Selain itu, survei ini membangun narasi bahwa kehadiran Gibran sebagai wakil presiden memberikan dampak positif terhadap persepsi publik atas kinerja pemerintahan.
Aksi tandingan juga dilakukan, baik melalui demo maupun pernyataan sikap dari kelompok purnawirawan yang masih dapat dikendalikan oleh Jokowi dan Wakil Presiden Gibran. Kelompok ini meliputi organisasi purnawirawan TNI-Polri seperti PEPABRI, LVRI, PPAD, PPAL, PPAU, PP Polri, dan PERIP.
Persatuan Purnawirawan TNI-Polri, yang anggotanya termasuk Jenderal (Purn) Agum Gumelar hingga Jenderal (Purn) Wiranto, turut menyatakan dukungannya terhadap Wakil Presiden Gibran Raka Bumingraka.

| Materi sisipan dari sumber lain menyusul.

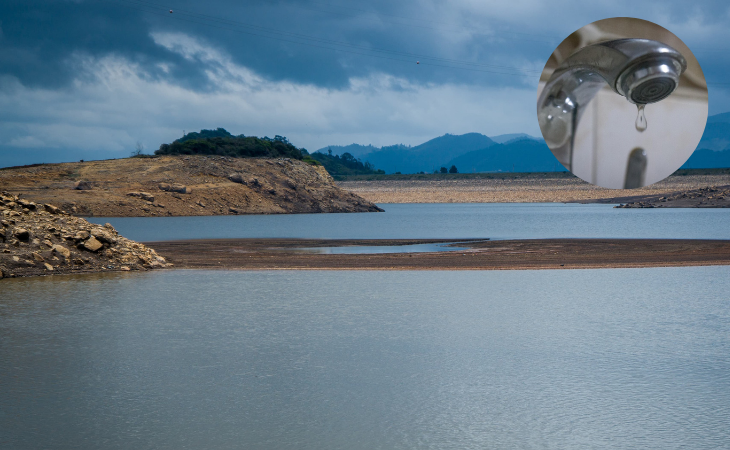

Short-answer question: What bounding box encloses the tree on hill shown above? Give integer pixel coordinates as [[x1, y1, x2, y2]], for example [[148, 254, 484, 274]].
[[306, 150, 385, 177], [449, 165, 458, 173], [155, 128, 303, 160], [176, 128, 237, 143], [440, 167, 448, 174]]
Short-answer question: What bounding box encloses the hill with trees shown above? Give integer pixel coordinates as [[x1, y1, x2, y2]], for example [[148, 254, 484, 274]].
[[155, 128, 303, 160], [445, 138, 566, 173], [360, 133, 497, 174], [306, 149, 385, 178]]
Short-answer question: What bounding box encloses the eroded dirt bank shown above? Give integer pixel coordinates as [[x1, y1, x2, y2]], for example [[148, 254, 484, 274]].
[[0, 156, 382, 217]]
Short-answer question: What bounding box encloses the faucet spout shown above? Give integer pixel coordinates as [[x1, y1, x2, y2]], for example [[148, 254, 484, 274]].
[[538, 38, 687, 171]]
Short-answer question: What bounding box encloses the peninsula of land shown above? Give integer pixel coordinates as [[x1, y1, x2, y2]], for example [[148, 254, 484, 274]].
[[0, 155, 381, 217]]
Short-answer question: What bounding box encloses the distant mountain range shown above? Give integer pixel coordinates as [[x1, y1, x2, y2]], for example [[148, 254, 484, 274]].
[[317, 112, 730, 173], [317, 133, 546, 173], [682, 112, 730, 168]]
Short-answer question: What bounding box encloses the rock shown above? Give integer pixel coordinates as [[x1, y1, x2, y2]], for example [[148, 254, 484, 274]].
[[17, 199, 36, 210], [75, 230, 91, 240], [51, 244, 71, 259], [91, 229, 115, 244], [228, 173, 245, 184], [0, 267, 3, 278], [44, 204, 59, 214], [159, 183, 190, 194], [82, 236, 103, 252], [32, 252, 44, 262], [120, 266, 130, 271], [44, 263, 54, 271], [127, 192, 155, 202], [73, 180, 93, 190], [13, 228, 30, 241]]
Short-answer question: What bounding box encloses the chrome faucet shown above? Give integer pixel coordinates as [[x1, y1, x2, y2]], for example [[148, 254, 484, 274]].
[[537, 38, 687, 171]]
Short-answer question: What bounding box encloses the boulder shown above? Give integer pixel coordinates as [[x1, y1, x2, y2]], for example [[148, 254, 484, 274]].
[[73, 180, 93, 190], [228, 173, 245, 184], [51, 244, 71, 259], [75, 230, 90, 240], [82, 236, 103, 252], [44, 263, 54, 271], [17, 199, 36, 210], [158, 183, 191, 194], [13, 228, 30, 241], [91, 229, 115, 244], [127, 192, 155, 202], [44, 204, 59, 214]]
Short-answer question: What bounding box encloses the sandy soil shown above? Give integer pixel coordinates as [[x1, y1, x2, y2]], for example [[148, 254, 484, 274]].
[[147, 238, 730, 271], [338, 174, 730, 204]]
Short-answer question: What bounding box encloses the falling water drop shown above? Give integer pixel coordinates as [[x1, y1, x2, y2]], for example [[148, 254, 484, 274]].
[[635, 104, 647, 132]]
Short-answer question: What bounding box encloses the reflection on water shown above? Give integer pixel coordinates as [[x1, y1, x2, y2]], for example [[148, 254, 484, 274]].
[[87, 203, 730, 242], [2, 267, 729, 449]]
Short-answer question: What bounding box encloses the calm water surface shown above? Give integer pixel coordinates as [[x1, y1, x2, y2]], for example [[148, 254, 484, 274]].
[[2, 267, 729, 449], [87, 203, 730, 241]]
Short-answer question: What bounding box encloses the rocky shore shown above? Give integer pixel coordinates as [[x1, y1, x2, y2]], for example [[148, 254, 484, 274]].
[[0, 192, 171, 279], [610, 186, 730, 208]]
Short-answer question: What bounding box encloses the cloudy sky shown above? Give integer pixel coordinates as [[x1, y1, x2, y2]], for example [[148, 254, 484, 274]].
[[2, 0, 730, 166]]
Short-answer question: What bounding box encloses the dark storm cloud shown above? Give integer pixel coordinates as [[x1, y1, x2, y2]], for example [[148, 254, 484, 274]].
[[0, 0, 556, 91], [3, 0, 728, 90]]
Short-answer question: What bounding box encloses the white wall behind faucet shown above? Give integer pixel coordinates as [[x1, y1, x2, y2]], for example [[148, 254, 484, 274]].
[[571, 86, 707, 189]]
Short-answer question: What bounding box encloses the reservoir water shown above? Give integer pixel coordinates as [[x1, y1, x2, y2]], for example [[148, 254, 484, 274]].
[[2, 267, 729, 449], [87, 203, 730, 241]]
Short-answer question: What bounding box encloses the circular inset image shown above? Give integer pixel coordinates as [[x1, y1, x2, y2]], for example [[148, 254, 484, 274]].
[[536, 17, 708, 189]]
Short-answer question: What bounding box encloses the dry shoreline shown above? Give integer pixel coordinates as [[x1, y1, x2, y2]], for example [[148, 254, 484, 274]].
[[338, 174, 730, 205], [147, 238, 730, 271]]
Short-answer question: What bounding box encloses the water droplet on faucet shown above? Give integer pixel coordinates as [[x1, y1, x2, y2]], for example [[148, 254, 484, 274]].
[[635, 104, 647, 132]]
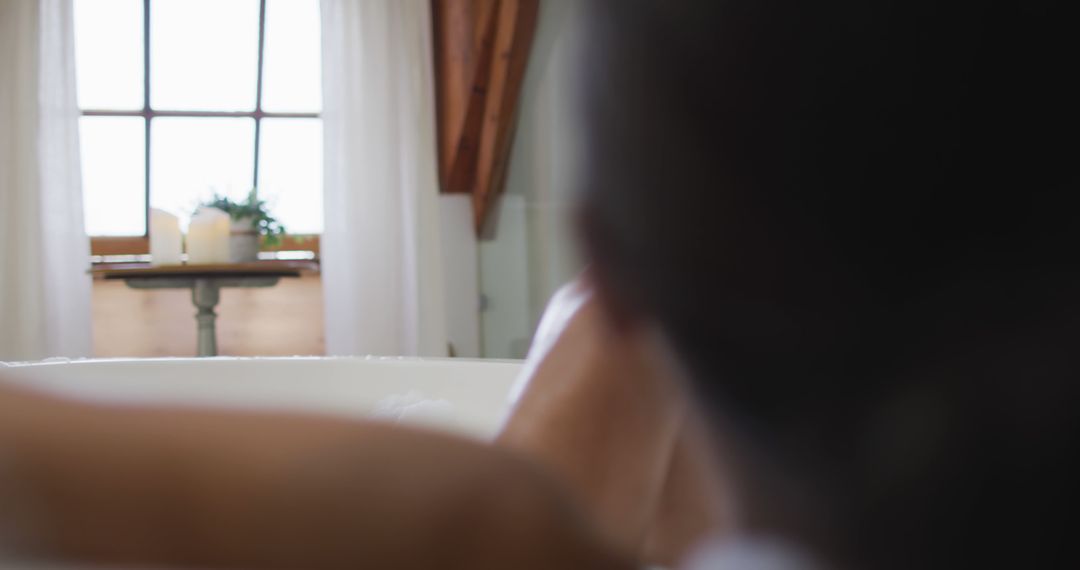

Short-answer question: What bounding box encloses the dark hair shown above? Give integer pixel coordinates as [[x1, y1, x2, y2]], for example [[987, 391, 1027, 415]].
[[579, 1, 1079, 567]]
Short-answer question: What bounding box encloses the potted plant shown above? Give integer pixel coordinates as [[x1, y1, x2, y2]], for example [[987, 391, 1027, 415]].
[[198, 190, 286, 263]]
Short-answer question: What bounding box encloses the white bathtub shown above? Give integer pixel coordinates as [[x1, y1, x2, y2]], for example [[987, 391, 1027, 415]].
[[0, 357, 524, 440]]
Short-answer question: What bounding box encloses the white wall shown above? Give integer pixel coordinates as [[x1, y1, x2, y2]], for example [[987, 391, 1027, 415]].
[[478, 194, 533, 358], [478, 1, 585, 358], [438, 194, 481, 358]]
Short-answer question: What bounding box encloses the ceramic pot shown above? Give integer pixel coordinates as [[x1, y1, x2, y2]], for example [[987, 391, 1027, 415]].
[[229, 217, 260, 262]]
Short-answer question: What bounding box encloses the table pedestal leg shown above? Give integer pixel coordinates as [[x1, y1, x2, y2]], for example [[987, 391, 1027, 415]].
[[124, 275, 281, 358], [192, 279, 221, 357]]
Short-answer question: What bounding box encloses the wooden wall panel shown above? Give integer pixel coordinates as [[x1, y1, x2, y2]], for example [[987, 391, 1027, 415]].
[[92, 274, 325, 357]]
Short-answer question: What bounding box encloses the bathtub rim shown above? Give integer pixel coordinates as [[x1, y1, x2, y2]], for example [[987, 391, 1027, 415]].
[[1, 355, 525, 369]]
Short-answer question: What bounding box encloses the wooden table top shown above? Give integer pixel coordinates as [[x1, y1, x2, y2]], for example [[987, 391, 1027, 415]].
[[93, 260, 319, 280]]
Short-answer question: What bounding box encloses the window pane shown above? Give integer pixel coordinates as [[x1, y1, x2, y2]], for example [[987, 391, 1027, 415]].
[[258, 119, 323, 234], [262, 0, 322, 112], [150, 0, 259, 111], [151, 117, 255, 228], [80, 117, 146, 236], [74, 0, 143, 110]]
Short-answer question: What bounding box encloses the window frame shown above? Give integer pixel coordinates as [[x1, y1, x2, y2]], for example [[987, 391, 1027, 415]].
[[83, 0, 321, 257]]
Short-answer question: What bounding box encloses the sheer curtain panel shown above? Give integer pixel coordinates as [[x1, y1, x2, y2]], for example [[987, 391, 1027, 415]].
[[320, 0, 449, 356], [0, 0, 93, 361]]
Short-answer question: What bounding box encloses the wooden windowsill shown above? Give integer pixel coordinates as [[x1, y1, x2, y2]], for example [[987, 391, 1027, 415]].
[[90, 236, 149, 256], [90, 235, 321, 257]]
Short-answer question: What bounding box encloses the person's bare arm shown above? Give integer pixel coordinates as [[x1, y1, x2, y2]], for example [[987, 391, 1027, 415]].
[[0, 382, 630, 569], [497, 281, 688, 556], [497, 280, 734, 565], [642, 412, 736, 565]]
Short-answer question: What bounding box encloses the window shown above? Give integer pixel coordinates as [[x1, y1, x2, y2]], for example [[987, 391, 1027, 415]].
[[74, 0, 323, 246]]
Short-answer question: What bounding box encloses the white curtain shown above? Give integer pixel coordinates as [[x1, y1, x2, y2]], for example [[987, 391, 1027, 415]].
[[0, 0, 93, 361], [320, 0, 448, 356]]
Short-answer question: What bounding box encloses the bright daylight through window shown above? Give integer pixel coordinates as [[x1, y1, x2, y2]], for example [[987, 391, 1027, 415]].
[[74, 0, 323, 238]]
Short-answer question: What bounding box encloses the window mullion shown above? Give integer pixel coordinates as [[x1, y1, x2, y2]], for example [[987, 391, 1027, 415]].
[[143, 0, 152, 237], [253, 0, 268, 193]]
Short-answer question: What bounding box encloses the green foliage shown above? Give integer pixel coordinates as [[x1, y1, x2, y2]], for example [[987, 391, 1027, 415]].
[[199, 190, 286, 247]]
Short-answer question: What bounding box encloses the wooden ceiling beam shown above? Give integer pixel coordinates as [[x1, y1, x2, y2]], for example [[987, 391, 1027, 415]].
[[432, 0, 539, 234]]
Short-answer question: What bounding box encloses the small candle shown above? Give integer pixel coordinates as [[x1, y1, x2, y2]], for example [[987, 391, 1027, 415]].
[[149, 208, 183, 266], [186, 207, 231, 264]]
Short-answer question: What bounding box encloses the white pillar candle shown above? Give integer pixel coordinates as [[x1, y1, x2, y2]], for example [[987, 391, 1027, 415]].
[[186, 207, 231, 265], [149, 208, 183, 266]]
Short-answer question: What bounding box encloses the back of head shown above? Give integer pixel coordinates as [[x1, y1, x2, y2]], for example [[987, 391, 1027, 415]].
[[578, 1, 1079, 567]]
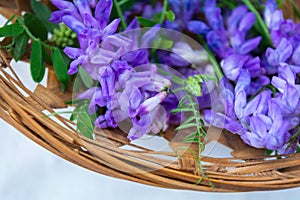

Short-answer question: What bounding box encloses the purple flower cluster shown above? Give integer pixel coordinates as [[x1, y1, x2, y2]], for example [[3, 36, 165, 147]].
[[204, 0, 300, 153], [78, 63, 170, 140], [49, 0, 300, 153], [165, 0, 200, 30], [188, 0, 261, 59], [50, 0, 172, 140]]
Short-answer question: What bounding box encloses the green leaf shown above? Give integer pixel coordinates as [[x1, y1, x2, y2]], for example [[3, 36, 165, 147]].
[[175, 123, 198, 131], [183, 116, 196, 124], [42, 46, 52, 64], [265, 149, 274, 156], [79, 66, 94, 88], [166, 10, 175, 22], [137, 17, 156, 27], [152, 13, 163, 23], [171, 107, 194, 114], [65, 98, 83, 105], [82, 103, 98, 122], [297, 145, 300, 153], [78, 109, 93, 128], [74, 103, 95, 139], [70, 113, 75, 121], [52, 48, 70, 91], [77, 121, 94, 139], [24, 13, 48, 41], [181, 103, 197, 109], [0, 23, 24, 37], [152, 37, 174, 51], [73, 74, 84, 93], [13, 31, 29, 61], [184, 137, 200, 143], [183, 132, 199, 143], [178, 96, 188, 108], [152, 38, 162, 50], [30, 0, 58, 33], [30, 40, 45, 83], [160, 38, 174, 49]]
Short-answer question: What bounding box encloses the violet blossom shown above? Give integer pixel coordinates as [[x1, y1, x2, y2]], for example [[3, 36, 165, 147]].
[[51, 0, 173, 140], [50, 0, 300, 153]]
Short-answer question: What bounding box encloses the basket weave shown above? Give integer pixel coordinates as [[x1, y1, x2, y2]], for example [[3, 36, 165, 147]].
[[1, 0, 300, 193]]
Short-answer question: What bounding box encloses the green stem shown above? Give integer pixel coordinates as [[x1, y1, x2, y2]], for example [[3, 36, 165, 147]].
[[171, 87, 185, 93], [247, 84, 276, 102], [17, 17, 54, 50], [185, 94, 212, 186], [158, 68, 185, 85], [198, 36, 224, 81], [159, 0, 168, 24], [113, 0, 127, 30], [242, 0, 273, 47], [118, 0, 130, 6], [186, 94, 206, 160]]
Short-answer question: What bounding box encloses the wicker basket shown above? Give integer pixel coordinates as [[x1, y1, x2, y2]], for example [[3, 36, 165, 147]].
[[1, 0, 300, 192]]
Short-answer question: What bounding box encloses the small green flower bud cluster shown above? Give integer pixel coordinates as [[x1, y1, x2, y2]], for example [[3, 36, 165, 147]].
[[185, 74, 215, 97], [50, 24, 77, 48]]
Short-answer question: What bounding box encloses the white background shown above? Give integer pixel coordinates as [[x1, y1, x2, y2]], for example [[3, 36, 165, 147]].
[[1, 14, 300, 200]]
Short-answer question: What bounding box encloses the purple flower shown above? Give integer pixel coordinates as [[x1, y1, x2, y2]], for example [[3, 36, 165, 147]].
[[264, 101, 291, 150], [137, 92, 167, 116], [204, 110, 246, 135], [188, 4, 259, 58], [167, 0, 200, 30], [266, 38, 293, 66], [50, 0, 81, 23], [206, 31, 229, 58], [234, 70, 251, 118], [98, 66, 115, 98], [204, 0, 224, 31], [249, 76, 270, 95], [264, 0, 277, 28], [243, 91, 271, 117], [95, 109, 117, 128], [227, 6, 248, 34], [51, 0, 121, 50], [244, 56, 262, 78], [221, 54, 249, 81], [292, 45, 300, 65], [188, 21, 210, 35], [127, 114, 151, 140], [78, 87, 106, 114], [238, 37, 262, 55]]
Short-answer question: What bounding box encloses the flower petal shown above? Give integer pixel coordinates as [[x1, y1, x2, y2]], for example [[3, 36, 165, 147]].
[[239, 37, 261, 54], [64, 47, 84, 59], [292, 45, 300, 65], [137, 92, 167, 115], [188, 21, 210, 35], [239, 12, 256, 32], [95, 0, 113, 29], [62, 15, 86, 34], [221, 54, 248, 81]]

Tidak hanya itu, Gubernur Jawa Barat, Kang Dedi Mulyadi, turut berkomentar. Dengan pengaruh besar di media sosial yang diikuti jutaan orang, ia membangun narasi bahwa polemik seputar Gibran di Mahkamah Konstitusi hanyalah pemicu permukaan. Menurut Dedi, akar permasalahan sebenarnya adalah rasa marah yang timbul.
Kemarahan tersebut, menurut Dedi, muncul karena Presiden Jokowi dan keluarganya secara terbuka mendukung pasangan Prabowo–Gibran. Dukungan ini dianggap telah mengurangi kekuatan calon presiden lain dan memperbesar potensi kekalahan mereka. Dedi juga menegaskan bahwa Gibran memenuhi kualifikasi, seperti kemampuan berbahasa Inggris dan kepemimpinan yang terbukti saat menjabat Wali Kota Surakarta.
Sebagai contoh, Dedi menyebutkan pendirian pabrik pengelolaan sampah menjadi energi listrik—sebuah prestasi yang menurutnya bahkan belum terwujud di Bantar Gebang. “Anak presiden sampai harus membungkukkan badan itu hal yang berat,” sindirnya, menanggapi ekspektasi yang dianggap tidak realistis terhadap Gibran.
Tak bisa disangkal, dalam dunia politik, narasi memegang peranan penting. Dalam konteks isu pemakzulan Gibran, propaganda yang dibangun oleh kubu Jokowi–Gibran tampaknya bertujuan menciptakan citra positif tentang kepemimpinan mereka.
Namun, apakah kritik terhadap politik dinasti hanya dianggap sebagai suara bising tanpa makna? Apakah persoalan politik dinasti dan reputasi seseorang yang pantas menjadi nomor dua di negara ini sesederhana itu?
Bagi banyak orang, ini bukan hanya soal kalah atau menang, melainkan soal rusaknya etika dan ambruknya prinsip negara hukum.
Atau, akankah ini menjadi bukti bahwa Indonesia memang tidak sedang baik-baik saja dan mulai menunjukkan potensi disintegrasi?
Apakah Politik Dinasti Tetap Berjaya?
Apakah pemberantasan nepotisme dan politik dinasti hanyalah utopia dalam demokrasi Indonesia? Dengan rendahnya literasi politik dan kuatnya patronase, jawabannya cenderung ya.
Politik dinasti bukan hanya soal darah, tetapi juga sistem kekuasaan yang diwariskan kepada keluarga dan kroni. Di banyak daerah, jabatan publik telah menjadi “aset” keluarga yang diwariskan tanpa rasa malu, dan publik seringkali memaklumi hal ini sebagai sesuatu yang “lumrah.”
Selama suara rakyat lebih mudah dibeli dengan bantuan sesaat atau popularitas semu, akal sehat demokrasi tetap lumpuh. Politik dinasti pun tumbuh subur di panggung utama, bukan di balik layar.